Müveşşahlar başlangıçta gramer kurallarına uyularak fasih Arapça ile söylenirdi. Daha sonra halk tarafından kolayca anlaşılmasını sağlamak ve şiire müzikal bir hava vererek dinleyicilerin ilgisini çekmek için bazan harcelerde halk dilinde yaygın Arapça, Latince ve İspanyolca kelime ve deyimler kullanılmıştır (Nicholson, s. 417; Ahmed Heykel, s. 138). Bu tür harceye “harce zeceliyye” (harce âmmiyye) denir. Tamamı fasih Arapça olan harceye ise “harce muarrebe” adı verilir (İhsan Abbas, II, 232-235; Ömer Ferruh, IV, 433-437; Mustafa eş-Şek‘a, s. 372-377; İA, VIII, 866-868).
Kafiye düzeni harflerle gösterilen bir müveşşahın kısımları şu şekilde sıralanabilir:
Müveşşahın genel yapısı böyle görünmekle beraber (Mustafa eş-Şek‘a, s. 379) tür olarak kesin kurallarla tesbit edilmediğinden değişik konu ve yapılarda müveşşahlar da mevcuttur. Meselâ İbn Senâülmülk’ün bir müveşşahı yukarıdaki örnekten farklı olarak şöyle görünür (İA, VIII, 867):
Ebü’l-Abbas el-A‘mâ et-Tutîlî ise müveşşaha daha canlı ve ritmik bir hava vermek için mısraları kısaltmıştır.
Müveşşahların aruzun on altı bahrine tatbik edilmiş 146 örneği olduğu belirtilir (Ömer Ferruh, IV, 427; İA, VIII, 867). Ayrıca müveşşahlarda klasik bahirlerin dışında kalan 174 tâli vezin tesbit edilmiştir (DİA, III, 431).
Müveşşahlar bestelenip telli çalgılar eşliğinde söylenen şarkılara güfte olduğundan işlenen konular da bu amaca uygundur. Müveşşahların Endülüs’te yaygın biçimde söylenmesindeki asıl sebep halkın gazel, içki ve eğlenceye olan düşkünlüğüdür. Bundan dolayı V. (XI.) yüzyıl sonlarına kadar müveşşahlarda sadece medih, hamriyat ve gazel konuları işlenmiştir. Zaman içinde tabiat tasviri, kutlama, zühd, tasavvuf, mersiye ve hiciv konularına da yer verilmiştir. Müveşşah genellikle gazelle başlar, medih ve diğer konularla devam eder ve yine gazelle son bulur. Bu tür şiirde zühd ve tasavvuf konuları ilk defa Muhyiddin İbnü’l-Arabî tarafından işlenmiştir.

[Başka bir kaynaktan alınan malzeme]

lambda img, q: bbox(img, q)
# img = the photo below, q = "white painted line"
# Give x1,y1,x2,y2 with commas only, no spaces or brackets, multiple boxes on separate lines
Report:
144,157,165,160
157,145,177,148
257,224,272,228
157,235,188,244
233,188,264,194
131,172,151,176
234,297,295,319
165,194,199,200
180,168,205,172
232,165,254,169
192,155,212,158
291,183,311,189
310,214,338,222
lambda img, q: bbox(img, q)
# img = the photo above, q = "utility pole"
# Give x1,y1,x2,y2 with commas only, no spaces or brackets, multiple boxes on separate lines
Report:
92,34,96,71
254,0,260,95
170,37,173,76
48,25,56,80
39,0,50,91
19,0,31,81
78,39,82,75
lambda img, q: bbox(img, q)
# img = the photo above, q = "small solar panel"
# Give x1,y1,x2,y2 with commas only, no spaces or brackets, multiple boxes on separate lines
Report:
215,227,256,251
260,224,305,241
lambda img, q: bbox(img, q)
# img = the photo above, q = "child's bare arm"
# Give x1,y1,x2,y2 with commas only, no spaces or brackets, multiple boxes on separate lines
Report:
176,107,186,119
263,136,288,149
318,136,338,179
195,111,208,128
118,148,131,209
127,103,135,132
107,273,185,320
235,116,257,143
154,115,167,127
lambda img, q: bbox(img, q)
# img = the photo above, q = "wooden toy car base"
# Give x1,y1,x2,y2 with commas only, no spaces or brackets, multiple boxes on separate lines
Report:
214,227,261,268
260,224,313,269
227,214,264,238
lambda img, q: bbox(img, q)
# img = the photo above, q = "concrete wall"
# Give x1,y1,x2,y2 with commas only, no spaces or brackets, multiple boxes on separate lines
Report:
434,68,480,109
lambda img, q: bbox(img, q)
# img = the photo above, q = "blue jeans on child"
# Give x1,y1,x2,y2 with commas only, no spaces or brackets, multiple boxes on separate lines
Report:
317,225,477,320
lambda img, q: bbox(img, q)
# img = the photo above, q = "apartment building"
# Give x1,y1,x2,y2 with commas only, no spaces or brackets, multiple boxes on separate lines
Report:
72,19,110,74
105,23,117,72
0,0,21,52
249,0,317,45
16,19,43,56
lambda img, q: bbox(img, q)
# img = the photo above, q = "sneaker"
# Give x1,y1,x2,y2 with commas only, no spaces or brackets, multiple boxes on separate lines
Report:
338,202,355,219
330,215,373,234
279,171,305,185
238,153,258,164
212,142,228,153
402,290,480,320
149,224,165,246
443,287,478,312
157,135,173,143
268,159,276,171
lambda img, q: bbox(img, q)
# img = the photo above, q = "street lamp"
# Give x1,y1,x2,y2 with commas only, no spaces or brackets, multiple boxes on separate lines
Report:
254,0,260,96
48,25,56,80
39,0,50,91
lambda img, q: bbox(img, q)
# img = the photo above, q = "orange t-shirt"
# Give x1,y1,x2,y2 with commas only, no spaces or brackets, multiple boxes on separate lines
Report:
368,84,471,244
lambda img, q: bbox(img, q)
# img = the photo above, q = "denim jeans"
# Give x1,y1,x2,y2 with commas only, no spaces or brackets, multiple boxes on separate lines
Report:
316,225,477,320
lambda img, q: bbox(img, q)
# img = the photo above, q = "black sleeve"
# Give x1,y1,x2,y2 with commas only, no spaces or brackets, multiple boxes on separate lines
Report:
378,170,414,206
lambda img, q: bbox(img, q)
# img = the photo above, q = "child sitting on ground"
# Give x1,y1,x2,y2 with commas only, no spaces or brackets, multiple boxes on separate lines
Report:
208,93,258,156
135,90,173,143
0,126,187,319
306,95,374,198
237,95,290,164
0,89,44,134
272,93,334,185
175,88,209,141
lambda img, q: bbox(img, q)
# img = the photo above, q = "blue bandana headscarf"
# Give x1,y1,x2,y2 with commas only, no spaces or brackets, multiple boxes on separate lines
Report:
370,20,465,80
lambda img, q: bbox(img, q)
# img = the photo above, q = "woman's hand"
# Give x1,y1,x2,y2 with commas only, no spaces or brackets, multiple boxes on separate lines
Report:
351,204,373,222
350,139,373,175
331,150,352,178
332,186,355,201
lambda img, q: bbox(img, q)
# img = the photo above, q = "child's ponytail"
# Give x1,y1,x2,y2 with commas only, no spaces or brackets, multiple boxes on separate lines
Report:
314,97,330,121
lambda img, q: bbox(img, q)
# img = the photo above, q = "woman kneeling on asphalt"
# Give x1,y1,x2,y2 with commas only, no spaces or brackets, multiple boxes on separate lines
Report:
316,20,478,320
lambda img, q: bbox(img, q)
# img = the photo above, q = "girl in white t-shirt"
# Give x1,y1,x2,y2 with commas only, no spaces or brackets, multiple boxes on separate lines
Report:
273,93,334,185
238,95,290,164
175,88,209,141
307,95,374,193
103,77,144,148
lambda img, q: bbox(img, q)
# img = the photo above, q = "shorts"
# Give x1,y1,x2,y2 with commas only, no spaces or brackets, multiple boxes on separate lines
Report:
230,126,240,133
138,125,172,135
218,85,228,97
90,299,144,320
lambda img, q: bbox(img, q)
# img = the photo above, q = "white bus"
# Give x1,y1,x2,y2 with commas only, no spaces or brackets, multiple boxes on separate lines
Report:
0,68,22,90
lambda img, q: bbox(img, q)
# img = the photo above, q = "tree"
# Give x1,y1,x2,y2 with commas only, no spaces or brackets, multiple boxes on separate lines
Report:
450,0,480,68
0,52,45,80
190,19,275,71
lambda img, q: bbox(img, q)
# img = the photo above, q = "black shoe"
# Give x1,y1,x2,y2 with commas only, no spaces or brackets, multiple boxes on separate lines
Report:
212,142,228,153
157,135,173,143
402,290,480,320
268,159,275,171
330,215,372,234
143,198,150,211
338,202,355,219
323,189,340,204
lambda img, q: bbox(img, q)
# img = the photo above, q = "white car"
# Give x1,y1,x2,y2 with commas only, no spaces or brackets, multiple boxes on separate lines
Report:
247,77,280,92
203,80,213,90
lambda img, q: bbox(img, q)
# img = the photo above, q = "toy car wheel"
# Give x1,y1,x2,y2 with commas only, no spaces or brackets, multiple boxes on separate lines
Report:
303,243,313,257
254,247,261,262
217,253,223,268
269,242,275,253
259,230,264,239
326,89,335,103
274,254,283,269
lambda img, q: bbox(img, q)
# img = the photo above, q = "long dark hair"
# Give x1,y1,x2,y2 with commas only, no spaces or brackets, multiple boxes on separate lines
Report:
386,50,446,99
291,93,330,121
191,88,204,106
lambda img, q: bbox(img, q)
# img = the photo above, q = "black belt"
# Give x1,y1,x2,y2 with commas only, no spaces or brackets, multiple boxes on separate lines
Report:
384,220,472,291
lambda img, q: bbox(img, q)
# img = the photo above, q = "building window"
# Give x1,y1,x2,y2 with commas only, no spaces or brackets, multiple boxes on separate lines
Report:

Endülüs müveşşahı İbrânî şiirini etkilemiş olup bu edebiyatta da müveşşahları ile ünlü yahudi şairleri yetişmiştir. Aynı şekilde Endülüs müveşşahı İran şiirini, İran şiiri de Türk şiirini etkileyerek müstezad şeklinin, Kastilya halk şiirinde ise “villancico” denilen türün doğmasına kaynak teşkil etmiştir.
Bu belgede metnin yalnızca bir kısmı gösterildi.